ECLI:NL:CRVB:2024:910
Centrale Raad van Beroep
- Hoger beroep
- Rechtspraak.nl
Beëindiging van de ZW-uitkering van appellante door het Uwv en de beoordeling van medische beperkingen
In deze zaak gaat het om de beëindiging van de Ziektewet (ZW) uitkering van appellante door het Uitvoeringsinstituut werknemersverzekeringen (Uwv) per 7 mei 2021. Appellante, die zich op 6 januari 2020 ziek meldde met psychische klachten, betwistte de beëindiging van haar uitkering. Het Uwv stelde dat appellante in staat was om meer dan 65% van haar laatst verdiende loon te verdienen, gebaseerd op een Functionele Mogelijkhedenlijst (FML) van 25 maart 2021. De rechtbank Rotterdam verklaarde het beroep van appellante tegen het besluit van het Uwv ongegrond, wat leidde tot hoger beroep bij de Centrale Raad van Beroep.
De Centrale Raad van Beroep oordeelde dat het Uwv de uitkering terecht had beëindigd. De Raad volgde de argumentatie van het Uwv en de verzekeringsarts bezwaar en beroep, die concludeerden dat er op de datum in geding, 7 mei 2021, geen sprake was van ernstige klachten die meer beperkingen vereisten dan in de FML van 5 januari 2022 waren vastgelegd.

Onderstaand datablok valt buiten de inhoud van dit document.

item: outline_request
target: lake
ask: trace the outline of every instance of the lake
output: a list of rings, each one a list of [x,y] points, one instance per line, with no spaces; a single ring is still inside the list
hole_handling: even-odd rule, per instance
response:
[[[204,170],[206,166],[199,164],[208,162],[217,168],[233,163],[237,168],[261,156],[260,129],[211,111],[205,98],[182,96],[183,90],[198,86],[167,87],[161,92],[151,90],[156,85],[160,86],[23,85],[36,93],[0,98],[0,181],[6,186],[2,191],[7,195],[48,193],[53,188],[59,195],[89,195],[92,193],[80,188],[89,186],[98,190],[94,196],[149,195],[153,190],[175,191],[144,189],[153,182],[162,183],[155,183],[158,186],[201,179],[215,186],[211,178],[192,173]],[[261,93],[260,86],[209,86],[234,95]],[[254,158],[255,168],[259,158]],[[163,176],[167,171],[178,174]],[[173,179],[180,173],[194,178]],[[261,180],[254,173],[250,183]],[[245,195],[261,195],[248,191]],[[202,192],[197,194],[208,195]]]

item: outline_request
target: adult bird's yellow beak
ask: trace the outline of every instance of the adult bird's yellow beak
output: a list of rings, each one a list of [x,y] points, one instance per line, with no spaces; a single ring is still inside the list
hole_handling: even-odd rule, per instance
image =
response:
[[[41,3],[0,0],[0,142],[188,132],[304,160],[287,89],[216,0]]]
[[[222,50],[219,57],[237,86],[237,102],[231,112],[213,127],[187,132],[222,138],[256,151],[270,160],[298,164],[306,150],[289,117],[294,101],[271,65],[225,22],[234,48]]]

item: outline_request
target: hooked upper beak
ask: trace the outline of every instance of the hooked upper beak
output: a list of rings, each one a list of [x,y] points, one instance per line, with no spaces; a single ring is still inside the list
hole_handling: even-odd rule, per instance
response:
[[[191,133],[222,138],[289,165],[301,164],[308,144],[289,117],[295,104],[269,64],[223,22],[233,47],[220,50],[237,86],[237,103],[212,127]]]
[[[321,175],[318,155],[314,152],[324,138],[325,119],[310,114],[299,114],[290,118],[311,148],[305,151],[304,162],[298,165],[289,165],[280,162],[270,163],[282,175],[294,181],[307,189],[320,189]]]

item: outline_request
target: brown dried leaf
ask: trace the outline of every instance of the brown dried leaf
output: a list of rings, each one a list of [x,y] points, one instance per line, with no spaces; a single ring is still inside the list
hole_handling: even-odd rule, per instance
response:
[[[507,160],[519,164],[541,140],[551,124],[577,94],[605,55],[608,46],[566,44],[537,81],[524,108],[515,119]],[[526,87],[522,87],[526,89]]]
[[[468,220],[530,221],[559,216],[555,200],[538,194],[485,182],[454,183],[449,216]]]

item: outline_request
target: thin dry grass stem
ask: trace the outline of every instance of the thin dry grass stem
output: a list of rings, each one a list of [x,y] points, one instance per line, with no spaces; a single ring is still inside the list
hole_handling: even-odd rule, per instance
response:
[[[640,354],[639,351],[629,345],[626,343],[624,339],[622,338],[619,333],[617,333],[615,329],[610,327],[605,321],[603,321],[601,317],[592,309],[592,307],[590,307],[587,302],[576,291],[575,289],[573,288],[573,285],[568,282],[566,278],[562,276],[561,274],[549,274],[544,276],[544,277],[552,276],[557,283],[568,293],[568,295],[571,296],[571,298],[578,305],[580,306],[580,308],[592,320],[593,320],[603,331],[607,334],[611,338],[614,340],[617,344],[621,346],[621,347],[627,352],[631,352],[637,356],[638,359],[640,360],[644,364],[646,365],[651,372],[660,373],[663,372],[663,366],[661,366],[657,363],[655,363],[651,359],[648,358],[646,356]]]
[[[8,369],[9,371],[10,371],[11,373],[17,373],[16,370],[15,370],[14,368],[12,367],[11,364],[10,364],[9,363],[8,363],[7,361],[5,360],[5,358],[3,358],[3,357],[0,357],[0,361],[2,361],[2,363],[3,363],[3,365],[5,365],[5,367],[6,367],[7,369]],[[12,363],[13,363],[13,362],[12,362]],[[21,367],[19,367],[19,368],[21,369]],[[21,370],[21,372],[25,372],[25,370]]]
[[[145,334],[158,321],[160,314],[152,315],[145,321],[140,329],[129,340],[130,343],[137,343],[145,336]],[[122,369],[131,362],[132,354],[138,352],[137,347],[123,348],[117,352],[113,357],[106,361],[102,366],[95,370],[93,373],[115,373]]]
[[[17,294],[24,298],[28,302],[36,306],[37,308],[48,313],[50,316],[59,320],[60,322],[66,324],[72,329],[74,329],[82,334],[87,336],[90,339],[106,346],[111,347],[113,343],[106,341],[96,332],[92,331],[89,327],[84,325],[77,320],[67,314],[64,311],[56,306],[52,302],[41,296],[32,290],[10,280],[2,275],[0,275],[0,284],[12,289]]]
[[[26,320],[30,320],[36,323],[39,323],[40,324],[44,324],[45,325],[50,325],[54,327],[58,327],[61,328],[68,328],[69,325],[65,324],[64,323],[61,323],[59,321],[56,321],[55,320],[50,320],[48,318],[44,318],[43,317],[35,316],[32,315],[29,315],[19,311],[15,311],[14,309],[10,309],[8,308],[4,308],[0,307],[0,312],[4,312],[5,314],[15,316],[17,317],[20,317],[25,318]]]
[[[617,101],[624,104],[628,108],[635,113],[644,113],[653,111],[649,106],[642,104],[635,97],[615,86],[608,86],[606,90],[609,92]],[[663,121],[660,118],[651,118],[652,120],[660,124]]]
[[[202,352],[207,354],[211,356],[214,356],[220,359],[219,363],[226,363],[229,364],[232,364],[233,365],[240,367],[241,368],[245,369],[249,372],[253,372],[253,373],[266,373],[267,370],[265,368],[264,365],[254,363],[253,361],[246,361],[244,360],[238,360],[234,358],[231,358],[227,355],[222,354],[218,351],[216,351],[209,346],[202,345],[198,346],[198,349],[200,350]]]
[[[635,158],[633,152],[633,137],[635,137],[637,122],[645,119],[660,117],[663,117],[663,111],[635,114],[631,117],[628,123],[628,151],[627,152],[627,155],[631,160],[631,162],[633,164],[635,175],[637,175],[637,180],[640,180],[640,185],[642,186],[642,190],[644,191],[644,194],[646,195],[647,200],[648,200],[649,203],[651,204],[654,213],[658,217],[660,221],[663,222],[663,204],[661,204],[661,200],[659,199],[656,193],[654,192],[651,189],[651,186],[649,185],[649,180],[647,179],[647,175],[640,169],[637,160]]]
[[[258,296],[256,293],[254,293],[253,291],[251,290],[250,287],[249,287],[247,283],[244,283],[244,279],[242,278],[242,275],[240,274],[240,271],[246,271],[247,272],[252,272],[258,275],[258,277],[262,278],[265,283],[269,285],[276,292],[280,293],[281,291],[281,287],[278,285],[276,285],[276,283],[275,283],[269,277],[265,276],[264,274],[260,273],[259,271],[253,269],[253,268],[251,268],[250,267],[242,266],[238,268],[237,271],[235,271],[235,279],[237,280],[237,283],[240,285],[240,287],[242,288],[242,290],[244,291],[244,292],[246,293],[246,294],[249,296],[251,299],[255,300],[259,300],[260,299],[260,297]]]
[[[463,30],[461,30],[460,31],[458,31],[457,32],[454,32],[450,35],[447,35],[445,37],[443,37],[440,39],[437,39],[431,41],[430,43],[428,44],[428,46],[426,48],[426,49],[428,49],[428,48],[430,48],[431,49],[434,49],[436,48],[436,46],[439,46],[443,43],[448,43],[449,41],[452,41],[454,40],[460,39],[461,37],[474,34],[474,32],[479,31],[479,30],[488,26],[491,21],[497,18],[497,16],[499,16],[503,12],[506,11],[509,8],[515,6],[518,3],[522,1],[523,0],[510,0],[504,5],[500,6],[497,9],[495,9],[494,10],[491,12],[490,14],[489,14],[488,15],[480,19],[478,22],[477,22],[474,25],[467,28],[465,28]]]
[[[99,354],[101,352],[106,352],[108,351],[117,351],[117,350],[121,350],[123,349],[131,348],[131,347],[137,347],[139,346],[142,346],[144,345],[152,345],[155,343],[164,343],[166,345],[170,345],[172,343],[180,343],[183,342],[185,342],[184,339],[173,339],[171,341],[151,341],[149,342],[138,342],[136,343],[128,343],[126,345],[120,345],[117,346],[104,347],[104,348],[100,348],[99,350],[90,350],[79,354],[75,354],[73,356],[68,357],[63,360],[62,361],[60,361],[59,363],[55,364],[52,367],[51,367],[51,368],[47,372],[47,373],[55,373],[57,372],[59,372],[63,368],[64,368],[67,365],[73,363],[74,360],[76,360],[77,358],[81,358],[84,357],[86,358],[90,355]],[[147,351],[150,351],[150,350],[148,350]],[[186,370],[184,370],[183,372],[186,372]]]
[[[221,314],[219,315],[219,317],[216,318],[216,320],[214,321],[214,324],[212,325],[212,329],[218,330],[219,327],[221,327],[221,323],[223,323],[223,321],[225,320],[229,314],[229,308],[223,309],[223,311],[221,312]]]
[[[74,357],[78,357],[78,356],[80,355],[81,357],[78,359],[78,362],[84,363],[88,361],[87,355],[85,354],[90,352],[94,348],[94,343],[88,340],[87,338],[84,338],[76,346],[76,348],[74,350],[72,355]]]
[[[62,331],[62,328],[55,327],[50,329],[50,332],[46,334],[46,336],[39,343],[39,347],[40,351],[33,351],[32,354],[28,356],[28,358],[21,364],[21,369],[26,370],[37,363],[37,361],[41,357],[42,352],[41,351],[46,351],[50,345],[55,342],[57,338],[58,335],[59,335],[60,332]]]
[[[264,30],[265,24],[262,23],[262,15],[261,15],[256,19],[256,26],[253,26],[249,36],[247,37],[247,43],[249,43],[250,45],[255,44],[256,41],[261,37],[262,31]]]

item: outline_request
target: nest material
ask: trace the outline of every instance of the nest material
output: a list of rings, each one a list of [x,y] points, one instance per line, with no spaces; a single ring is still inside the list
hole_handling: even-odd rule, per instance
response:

De Raad vond geen aanleiding om te twijfelen aan de zorgvuldig onderbouwde motivering van het Uwv en oordeelde dat appellante in hoger beroep geen nieuwe medische informatie had ingebracht die de ernst van haar klachten op de datum in geding zou onderbouwen.
De Raad bevestigde de uitspraak van de rechtbank en oordeelde dat de beëindiging van de ZW-uitkering in stand blijft. Appellante kreeg geen vergoeding voor proceskosten en griffierecht, aangezien het hoger beroep niet slaagde. De uitspraak werd gedaan door F.M. Rijnbeek, in tegenwoordigheid van L.B. Vrugt als griffier, en werd openbaar uitgesproken op 8 mei 2024.